Dailor Varela e a radicalidade derradeira

 Alguns anos antes de voltar ao ponto de partida, o poeta e jornalista Dailor Varela deu-me de presente a oportunidade de prefaciá-lo. Tratava-se da obra PulS.O.S., que continuava a sua beligerante empreitada de suas antecessoras, contra o bom-mocismo da poesia brasileira. Fiz o texto, mas ele partiu antes que seus versos viessem à luz, o que só aconteceu agora, por obra de sua filha, a também poeta Máh Luporini. Como o livro é praticamente o mesmo que ele me apresentou à época (acho que por volta de 2010), e como esta Apresentação não foi aproveitada para esta edição, tomei a liberdade de reproduzi-lo integralmente aqui, como forma de admiração e amizade para com o aldeão, de quem conservo muita saudade de nossas conversas por carta ou ao pé da rede, em sua casinha de frente para a montanha, em Monteiro Lobato.  Boa leitura!


Apresentação - “´PulS.O.S.´, ou O Grito de Um Poeta em Processo”

Em tempos pretéritos, Dailor Varela, o poeta–xamã que agora escreve versos lancinantes como Testamento: “Morto... / Deixarei o silêncio / dos meus labirintos. / Uma solidão que não / precisará de corpo.” – um pungente epitáfio para sua filha Maíra –, esteve na proa de um movimento que sacolejou a poesia brasileira em fins da década 1960: o poema/processo, uma derivação (ou se preferirem, um aprofundamento) das questões estéticas lançadas pelos poetas do Concretismo uma década antes, e já remexidas por aqueles que praticavam o poema-práxis. Apaixonado pela vanguarda mas sem largar o timão do anteriormente aprendido e apreendido, Dailor Varela, junto com seus companheiros de experiências poéticas sensoriais, colou, distendeu, copiou, inverteu, cobriu, clonou, modificou e – eventualmente – escreveu palavras e/ou figuras. Como um signo fílmico que precisava ser revelado quantas vezes fosse necessário ou possível, quer dizer, reinterpretado à exaustão para daí extrair outro sumo, uma vitamina diferenciada para fruição do êxtase poético, o verso deixava mais uma vez a linha horizontal da leitura para saltar aos olhos, seja através espacialização ou entortamento do verbo ou sua significação, e a conseqüente visualização física do poema; ou a transformação dessa mesma palavra num layout imerso na mesma sublimação permitida à fruição de um verso bem arranjado.

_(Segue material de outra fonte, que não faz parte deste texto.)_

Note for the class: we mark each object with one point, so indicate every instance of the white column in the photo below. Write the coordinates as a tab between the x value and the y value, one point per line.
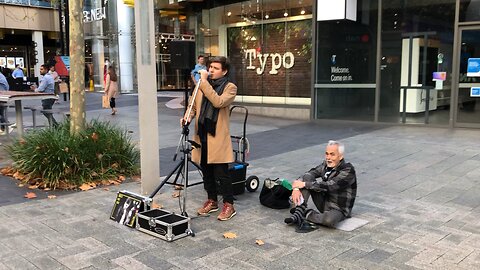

A vontade de reinterpretar alguns cânones universais, a leitura de HQs, o pragmatismo siderado e juvenil dos novos combatentes, tudo para Dailor, combatente comprometido com o seu tempo e lugar, confluía para uma batalha em novos campos de atuação. Não podendo fugir ao diálogo e à guerra de interlocução com o inimigo, seja ele o “bárbaro comodismo” ou o status quo colecionador de teias, a prática poética exigia um novo comprometimento com todos os sentidos.

Para isso, era preciso lançar mão de novos elementos para prospecção de novas idéias; por conseguinte, formas inéditas de poesia. “beijos, abraços. escreva logo. entregue a carta de jomard. vá a casa de jomard. coma a sopa de dona celeste. fale com as irmãs casadas de jomard. saia com jomard. ame jomard. deixe jomard.” (sic) (Trecho de uma carta de Dailor de 1971).O dadaísmo tupiniquim ganhava contornos próprios. Estavam lançadas as bases de uma nova poesia. Ao lado de Moaci Cyrne, Falves Silva, Marcos Silva, Sanderson Negreiros, Nei Leandro de Castro e tantos outros militantes, Dailor Varela se municia de metralhadoras visuais, fuzis sonoros e palavras sensoriais, para daí provocar uma catarse coletiva. E o mundo literário nunca mais seria o mesmo nessa terra Brasil.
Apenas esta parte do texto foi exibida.